On the Contrary, Unicorns DO Exist

Sep 25, 2018

succession

Several posts ago, my fearless leader and blogging mentor wrote, Advisors: That 40-Year Old Successor, Like the Unicorn Does Not Exist. That post posited that it’s ridiculous to assume a NextGen advisor will swoop into a mature firm, support the aging client base, take on most of the day-to-day activities and ultimately purchase the book of business. I’m a 36-year-old-millennial, and the notion that an ideal succession plan doesn’t exist for us, well…I disagree.

The unicorn in the building

So let’s put my rebuttal into perspective: I do agree that the perfect successor is unlikely to walk into your firm today and accept a role as a junior advisor. So if your “plan” is to wait for a mature advisor, with a profitable book of business, willing to pay premium for a buy-out, who then waits until you’re ready to call it a career is an indication that you have a poor succession plan. Where I do challenge John’s perspective is when this succession process begins. The 40-year old advisor may not walk in today, but with a sound development program in place, a 30-year old junior advisor could eventually become the 40-year-old for your succession plan.

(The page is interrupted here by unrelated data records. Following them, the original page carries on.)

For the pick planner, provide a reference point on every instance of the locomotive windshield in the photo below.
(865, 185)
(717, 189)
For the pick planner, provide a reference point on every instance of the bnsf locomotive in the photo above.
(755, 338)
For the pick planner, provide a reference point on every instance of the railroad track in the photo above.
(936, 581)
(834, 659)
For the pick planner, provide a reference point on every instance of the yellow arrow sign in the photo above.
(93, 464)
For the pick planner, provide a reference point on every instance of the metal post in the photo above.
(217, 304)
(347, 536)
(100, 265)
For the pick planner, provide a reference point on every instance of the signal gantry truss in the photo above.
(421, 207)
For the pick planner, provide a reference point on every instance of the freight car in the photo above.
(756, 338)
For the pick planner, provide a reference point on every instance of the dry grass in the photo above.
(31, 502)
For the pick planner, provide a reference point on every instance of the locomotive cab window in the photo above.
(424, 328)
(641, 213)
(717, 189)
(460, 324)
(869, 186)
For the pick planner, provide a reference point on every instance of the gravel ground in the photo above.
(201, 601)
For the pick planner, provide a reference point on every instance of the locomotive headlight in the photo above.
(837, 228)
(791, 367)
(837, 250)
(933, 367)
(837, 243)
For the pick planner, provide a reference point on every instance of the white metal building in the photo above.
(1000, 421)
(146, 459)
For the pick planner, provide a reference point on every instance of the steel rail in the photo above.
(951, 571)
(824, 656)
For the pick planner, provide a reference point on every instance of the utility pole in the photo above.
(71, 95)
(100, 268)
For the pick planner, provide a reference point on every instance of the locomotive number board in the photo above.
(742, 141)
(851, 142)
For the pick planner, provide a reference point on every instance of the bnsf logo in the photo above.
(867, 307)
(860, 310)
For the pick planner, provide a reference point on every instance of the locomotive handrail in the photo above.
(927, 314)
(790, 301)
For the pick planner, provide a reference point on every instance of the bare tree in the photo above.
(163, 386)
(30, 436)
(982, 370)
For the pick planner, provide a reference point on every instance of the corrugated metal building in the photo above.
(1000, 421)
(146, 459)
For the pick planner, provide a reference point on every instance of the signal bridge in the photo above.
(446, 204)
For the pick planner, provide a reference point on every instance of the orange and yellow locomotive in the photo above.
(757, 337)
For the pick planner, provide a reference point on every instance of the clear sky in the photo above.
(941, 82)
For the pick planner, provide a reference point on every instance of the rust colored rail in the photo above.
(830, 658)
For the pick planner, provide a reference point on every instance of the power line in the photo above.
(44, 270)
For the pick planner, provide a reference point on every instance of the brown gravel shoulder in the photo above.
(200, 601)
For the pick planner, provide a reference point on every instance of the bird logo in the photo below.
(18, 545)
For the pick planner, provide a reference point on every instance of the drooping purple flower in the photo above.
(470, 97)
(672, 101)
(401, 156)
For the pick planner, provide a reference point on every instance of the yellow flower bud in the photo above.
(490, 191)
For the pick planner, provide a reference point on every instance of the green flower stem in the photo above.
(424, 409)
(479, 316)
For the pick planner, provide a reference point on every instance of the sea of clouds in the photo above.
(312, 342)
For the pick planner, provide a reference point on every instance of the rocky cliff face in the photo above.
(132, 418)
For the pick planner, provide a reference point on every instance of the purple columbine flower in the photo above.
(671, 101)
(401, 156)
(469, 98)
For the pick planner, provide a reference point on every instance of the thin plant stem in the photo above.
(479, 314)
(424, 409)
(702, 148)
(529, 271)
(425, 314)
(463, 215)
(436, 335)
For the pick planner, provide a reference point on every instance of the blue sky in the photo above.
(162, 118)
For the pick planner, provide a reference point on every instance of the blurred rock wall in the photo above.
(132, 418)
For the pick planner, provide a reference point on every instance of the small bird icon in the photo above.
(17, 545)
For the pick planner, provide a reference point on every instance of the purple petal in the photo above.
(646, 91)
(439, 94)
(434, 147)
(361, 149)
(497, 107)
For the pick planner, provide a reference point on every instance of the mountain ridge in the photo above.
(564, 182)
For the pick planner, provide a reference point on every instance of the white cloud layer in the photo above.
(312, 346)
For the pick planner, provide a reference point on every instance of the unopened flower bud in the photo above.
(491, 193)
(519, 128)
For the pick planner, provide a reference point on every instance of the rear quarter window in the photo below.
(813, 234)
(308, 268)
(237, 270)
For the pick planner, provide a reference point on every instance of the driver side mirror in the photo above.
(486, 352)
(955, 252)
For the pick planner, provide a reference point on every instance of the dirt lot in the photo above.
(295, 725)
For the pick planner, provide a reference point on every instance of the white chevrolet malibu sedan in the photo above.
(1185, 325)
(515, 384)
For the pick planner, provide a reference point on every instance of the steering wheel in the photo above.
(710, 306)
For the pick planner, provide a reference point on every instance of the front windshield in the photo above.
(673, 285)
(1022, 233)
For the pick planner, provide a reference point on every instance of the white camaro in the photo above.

I’ll use sports as an analogy: Aaron Rogers – drafted in the first round in 2005 – sat behind Hall of Famer Brett Farve for three years before becoming the starting quarterback for the Green Bay Packers. The Packers’ plan was to take the QB of the future while their current QB was still in his prime. When it was time, Rogers became the starting QB of the Packers and went on to become a Super Bowl winning MVP two years later. If I lost you in that story, here is my point: if you’ve taken the time to build a successful practice, the heart of that success lies in the individuals within the firm. From the most senior advisor to the entry-level intern, they have all bought into the idea that if we follow the process (and believe in it along the way), we can all be successful.

They’re all you’ve got and all you need

Coming back to my thought process on the ideal succession plan, millennials are often viewed as entitled and success seeking in a concentrated amount of time (there are couple of very successful young business owners who might fall into that category.) But typical of the thirty-something advisor is usually an individual who’s been in the game for a while and is very focused on positioning themselves to reach the next level of success, i.e. become a partner, take a larger role within a firm, etc. There are very few not willing to put in the time. One of my really good friends who is a mid-30’s millennial advisor said it best, “It took me awhile to realize that I didn’t have to be my boss to be successful, I just had to be willing to complement him. Over time we’ve realized that we can feed off each other and win opportunities together.” In this scenario, the younger advisor and the veteran advisor are growing together, which naturally results in a more organic transition over time.

Maybe I’m not completely disagreeing with John, and perhaps we’re saying similar things. Having an ideal succession plan will likely come from within your own firm, or a very close talent pool from which you can select, i.e. Financial Planning Association. Perhaps you won’t find a unicorn, but you can certainly create one.